You can’t help but have your heart melted by pictures of a child nestled alongside her favorite pet. Children see pets as confidants, heroes and best friends, and I think pets see “their” kids the same way. Pets also teach our children compassion and kindness and can foster responsibility in those children old enough to pitch in with animal care.
Unfortunately, not all interactions between children and pets are positive. Each year, 5 million people are bitten by dogs, and a large percentage of these bites are to children. Children between the ages of five and nine seem to be at the highest risk for dog bites, and most bites occur at home with a familiar dog. Teaching our children the proper way to interact with pets can go a long way toward keeping them safe from bites or scratches.
So as we celebrate the bond between kids and pets, let’s also be sure we’re aware of how to keep that bond strong, and keep pets and kids safe and happy:
- Be sure your kids know to be extra cautious around pets that are eating, sleeping or in pain. Startling pets while they are sleeping can easily lead to inadvertent bites, and pets who are eating might sense competition from children too close to the food bowl.
- Teach children to ask pet parents before touching their pets. Not all pets are comfortable around children and may bite out of fear. This is especially important for kids who have pets that are very comfortable with them, as they may not realize all pets aren’t the same around wee ones.
- Teach children to reach under the pet’s chin to do their petting. Reaching over a pet’s back or head can make them uneasy, which may cause them to bite out of fear.
- Guide your toddlers on the proper way to pet. Use “gentle” or “soft” and guide their hands along your pet’s body. Discourage pulling of tails or ears, and explain that pets feel pain just like they do.
- Teach children dog body language and how to recognize the signs that their pets just want to be left alone. Designate areas of your home (such as the pet’s bed) as safe spots that pets can go to avoid interacting with children.
- Do not let your child play with your dog’s toys (and similarly, don’t let your dog play with your child’s toys). Avoiding confusion about which toys belong to which member of the family will avoid competition for these items.
- Teach your children how to protect themselves in case of an attack. Rolling into a ball and protecting their head and face is much more effective than running or screaming if chased.
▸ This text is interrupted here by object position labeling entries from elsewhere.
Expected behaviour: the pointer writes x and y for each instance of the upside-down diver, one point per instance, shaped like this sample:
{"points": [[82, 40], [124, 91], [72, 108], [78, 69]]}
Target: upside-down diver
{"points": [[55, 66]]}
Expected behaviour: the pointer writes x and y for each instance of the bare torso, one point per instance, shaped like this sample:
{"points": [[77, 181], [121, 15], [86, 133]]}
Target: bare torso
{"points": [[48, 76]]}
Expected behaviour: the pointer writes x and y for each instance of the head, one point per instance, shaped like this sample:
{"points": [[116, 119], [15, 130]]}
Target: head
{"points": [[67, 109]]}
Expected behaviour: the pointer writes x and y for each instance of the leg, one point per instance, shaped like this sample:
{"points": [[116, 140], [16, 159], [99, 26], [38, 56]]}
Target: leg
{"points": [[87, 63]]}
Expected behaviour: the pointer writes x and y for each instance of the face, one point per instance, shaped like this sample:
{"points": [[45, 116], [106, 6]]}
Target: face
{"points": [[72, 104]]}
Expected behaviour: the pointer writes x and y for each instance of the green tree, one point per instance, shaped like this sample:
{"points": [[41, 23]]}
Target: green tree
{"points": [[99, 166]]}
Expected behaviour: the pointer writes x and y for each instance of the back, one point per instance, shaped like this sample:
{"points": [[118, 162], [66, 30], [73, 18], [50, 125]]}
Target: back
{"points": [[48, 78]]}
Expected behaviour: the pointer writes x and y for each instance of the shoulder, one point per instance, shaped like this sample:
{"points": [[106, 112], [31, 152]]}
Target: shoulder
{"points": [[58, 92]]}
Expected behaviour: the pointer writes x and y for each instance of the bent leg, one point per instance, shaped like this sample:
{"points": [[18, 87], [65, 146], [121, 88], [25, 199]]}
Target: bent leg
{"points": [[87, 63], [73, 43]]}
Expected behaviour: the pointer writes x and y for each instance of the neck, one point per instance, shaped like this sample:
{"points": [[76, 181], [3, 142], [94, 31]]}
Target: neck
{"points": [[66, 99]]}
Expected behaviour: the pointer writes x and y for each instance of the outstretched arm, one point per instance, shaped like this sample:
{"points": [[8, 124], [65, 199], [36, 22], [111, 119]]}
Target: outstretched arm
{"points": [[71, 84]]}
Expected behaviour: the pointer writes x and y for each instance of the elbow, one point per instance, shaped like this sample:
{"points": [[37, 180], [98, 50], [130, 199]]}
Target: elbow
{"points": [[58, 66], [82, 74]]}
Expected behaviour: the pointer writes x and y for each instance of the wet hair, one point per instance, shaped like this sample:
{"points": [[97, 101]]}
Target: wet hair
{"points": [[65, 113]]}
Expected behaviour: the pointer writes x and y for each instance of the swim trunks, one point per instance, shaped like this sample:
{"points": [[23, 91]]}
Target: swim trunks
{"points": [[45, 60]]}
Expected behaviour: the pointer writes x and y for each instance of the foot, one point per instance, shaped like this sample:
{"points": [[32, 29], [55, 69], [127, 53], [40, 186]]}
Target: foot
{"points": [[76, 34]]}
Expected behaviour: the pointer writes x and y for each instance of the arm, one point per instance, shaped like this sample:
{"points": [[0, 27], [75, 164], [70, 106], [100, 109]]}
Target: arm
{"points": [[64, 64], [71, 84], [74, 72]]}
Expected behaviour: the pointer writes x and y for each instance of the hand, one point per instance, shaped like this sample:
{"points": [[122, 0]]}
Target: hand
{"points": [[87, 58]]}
Pets aren’t off the hook here, either, as it takes two to tango. Socialize your pets early so that they are used to children. Ensure that your pets get plenty of exercise every day, and practice the basic commands you learned in early obedience classes. It will help to have your children practice commands with your pets, as well.
If you have questions or concerns about the interactions between your kids and your pets, be sure to ask your veterinarian how to best deal with them.